Der Erzähler dieses Romans lebt in Mailand, wo er das Studium des Lehramts absolviert hat. Er war der erste in der Familie, der überhaupt studiert hat, findet jetzt aber keine Stelle. Er beschreibt sich hier in seiner Rolle als Sohn und Enkel. Sein Großvater ist heute noch Analphabet und hat mit vierzehn Jahren angefangen zu arbeiten, der Vater seinerseits mit fünfzehn Jahren. Die beiden Älteren haben kein Verständnis für den Studenten, der seine Zeit mit Lesen – also Nichtstun – verbringt. Abschlüsse wie Diplom oder Master wurden nach der Meinung des Großvaters nur erfunden, um die Familien zu ruinieren und den jungen Leuten die Lust an der Arbeit auszutreiben.

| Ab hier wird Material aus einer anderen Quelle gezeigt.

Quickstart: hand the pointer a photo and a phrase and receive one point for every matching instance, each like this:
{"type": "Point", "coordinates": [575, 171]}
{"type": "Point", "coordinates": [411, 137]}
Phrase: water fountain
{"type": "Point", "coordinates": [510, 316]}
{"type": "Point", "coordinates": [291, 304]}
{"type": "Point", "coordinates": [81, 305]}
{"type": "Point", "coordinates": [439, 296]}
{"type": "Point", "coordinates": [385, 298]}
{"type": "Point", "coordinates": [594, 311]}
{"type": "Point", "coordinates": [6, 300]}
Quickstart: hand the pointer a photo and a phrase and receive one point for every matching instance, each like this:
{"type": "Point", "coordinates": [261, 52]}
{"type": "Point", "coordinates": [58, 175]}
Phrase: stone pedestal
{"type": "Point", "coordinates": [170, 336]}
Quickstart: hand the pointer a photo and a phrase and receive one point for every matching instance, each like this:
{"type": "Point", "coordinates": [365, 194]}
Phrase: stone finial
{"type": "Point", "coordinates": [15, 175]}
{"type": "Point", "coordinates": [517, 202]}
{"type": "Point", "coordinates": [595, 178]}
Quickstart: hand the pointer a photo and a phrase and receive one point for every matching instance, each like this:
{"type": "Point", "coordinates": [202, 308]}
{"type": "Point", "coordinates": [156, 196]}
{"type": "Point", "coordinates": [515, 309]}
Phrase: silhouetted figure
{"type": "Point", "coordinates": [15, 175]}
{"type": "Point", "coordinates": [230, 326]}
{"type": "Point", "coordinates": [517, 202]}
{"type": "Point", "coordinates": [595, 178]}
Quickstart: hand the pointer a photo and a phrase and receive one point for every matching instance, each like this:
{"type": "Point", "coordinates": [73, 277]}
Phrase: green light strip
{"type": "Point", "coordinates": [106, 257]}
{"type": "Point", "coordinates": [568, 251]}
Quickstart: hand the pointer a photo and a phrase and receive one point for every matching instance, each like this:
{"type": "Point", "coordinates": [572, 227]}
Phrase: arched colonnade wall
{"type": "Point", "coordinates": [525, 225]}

Großvater Leonardo und Großmutter Anna haben den Enkel großgezogen. Sie behüteten ihn, kontrollierten die Hausaufgaben und packten mit ihm den Ranzen, bis abends die Eltern von der Arbeit kamen, um ihn abzuholen. So entstand zwischen Enkel und Großvater eine enge Bindung, die sich auch nach dem abgeschlossenen Studium noch erhalten hat. Ganz anders ist das Verhältnis zum Vater. Hier herrscht Sprachlosigkeit.
Als der Großvater eines Tages den Wunsch verspürt, nach Apulien zu reisen, wo er noch eine Wohnung besitzt, begleiten ihn Sohn und Enkel dorthin. Früher war es der Sommersitz der Familie, wo man die heißen Sommermonate am Meer verbrachte. Doch über die Jahre, als die Kinder groß wurden, fuhr man nicht mehr dorthin. Die Wohnung stand über Jahre leer, Tauben nisteten sich dort ein, und der Putz fiel von den Wänden. Im Dorf selbst wurde noch der alte apulische Dialekt gesprochen, heute allerdings nur noch von den Alten. Das bäuerliche Leben in Apulien hat keine Gemeinsamkeiten mehr mit dem heutigen Leben in Mailand.
Während der Großvater noch einmal auf Spurensuche in seinem alten Heimatdorf geht, hasst sein Sohn die Rückständigkeit, die Armut und den Schmutz. Der Enkel hat durchaus noch positive Erinnerungen an die Zeit mit den Großeltern dort, bemerkt aber auch, dass er hier nicht mehr hinpasst. All das spürt auch der Großvater Leonardo. Auch er kann die Zeit nicht zurückdrehen und festhalten, so gerne er es auch täte.
Balzanos Thema ist die Vergänglichkeit. Alles hat seine Zeit. Irgendwann werden die Alten, die so rührend Kinder und Enkel aufgezogen haben, aussortiert. Eine neue Epoche hat begonnen, die das Alte ziemlich gnadenlos hinwegfegt.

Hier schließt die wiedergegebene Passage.